Looking towards protecting the value of a vehicle purchase is one of those expenses that at times may appear to be a waste of money until you need it. Unless you have suffered a total loss to your vehicle through either collision or theft, you may be unfamiliar with this type of cover.
As soon as a customer drives their newly acquired vehicle off the dealer lot, their auto insurance in most instances is probably inadequate to protect them financially in the case of a total loss.
Assuming they have taken out a finance contract to acquire their vehicle, the auto insurance in most instances will only pay the lender the vehicle’s current cash value - not the current loan balance. The difference can be thousands of dollars.
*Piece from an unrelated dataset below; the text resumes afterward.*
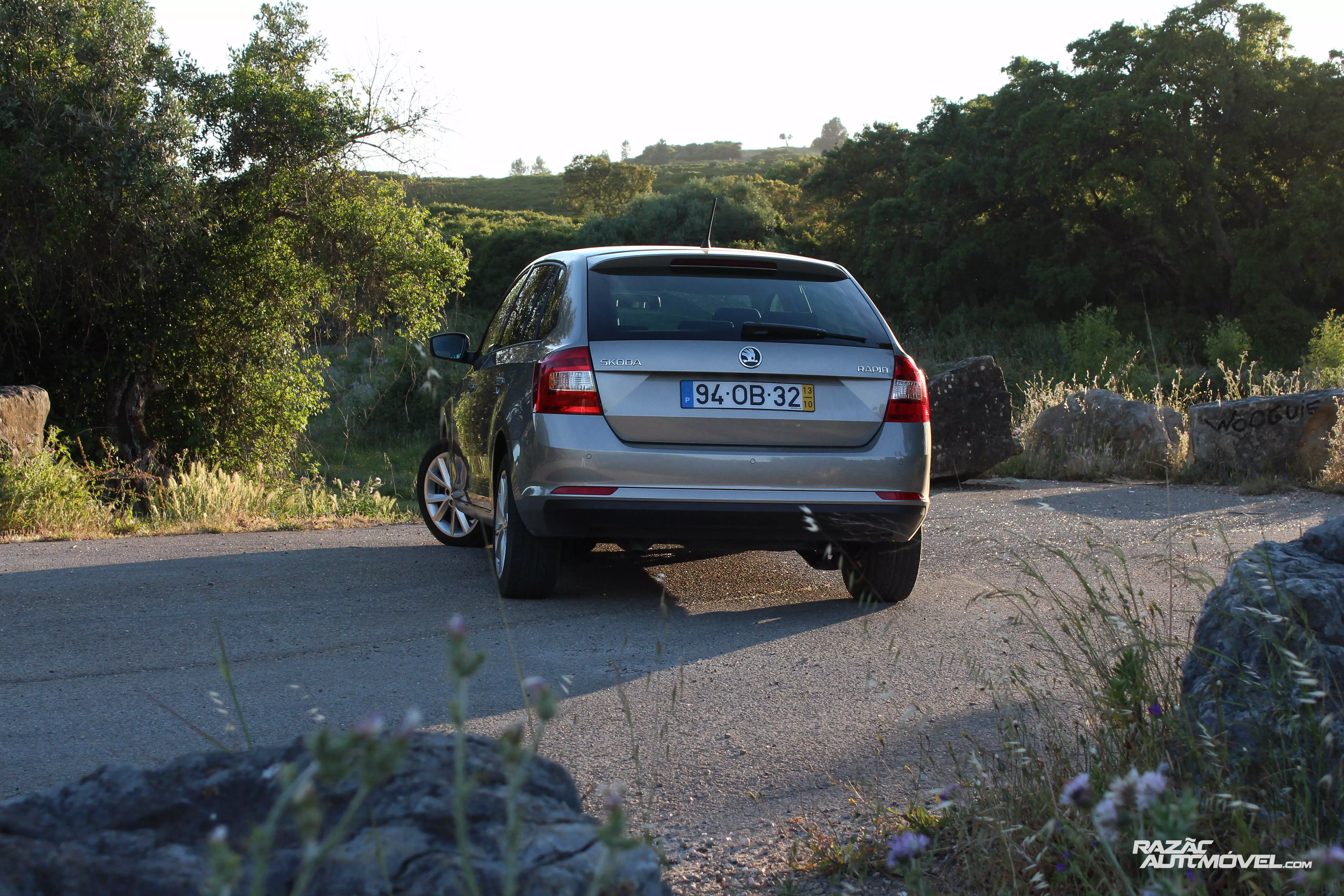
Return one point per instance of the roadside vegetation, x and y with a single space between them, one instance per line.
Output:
1096 750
And we all know once your new car - owned or leased - leaves the lot, it is considered a used car and the value of it drops significantly.
In recent years, vehicles have held their values relatively well, but we project by the end of year three the average customer’s vehicle value will have dropped by at least 35%.
Conventional Gap Insurance covers the shortfall a customer may suffer between the pay-out from their primary motor insurer and the outstanding loan balance they have with their lender, but the Customer still remains out-of-pocket if he wishes to acquire a replacement vehicle.
Down Payment Guarantee is a new product which offers the customer further protection.
How does it work?
Down Payment Guarantee provides the customer with a credit, that when added to the total loss pay-out from their primary motor insurer, will enable them to purchase a subsequent replacement vehicle of a similar invoice value to what they paid originally.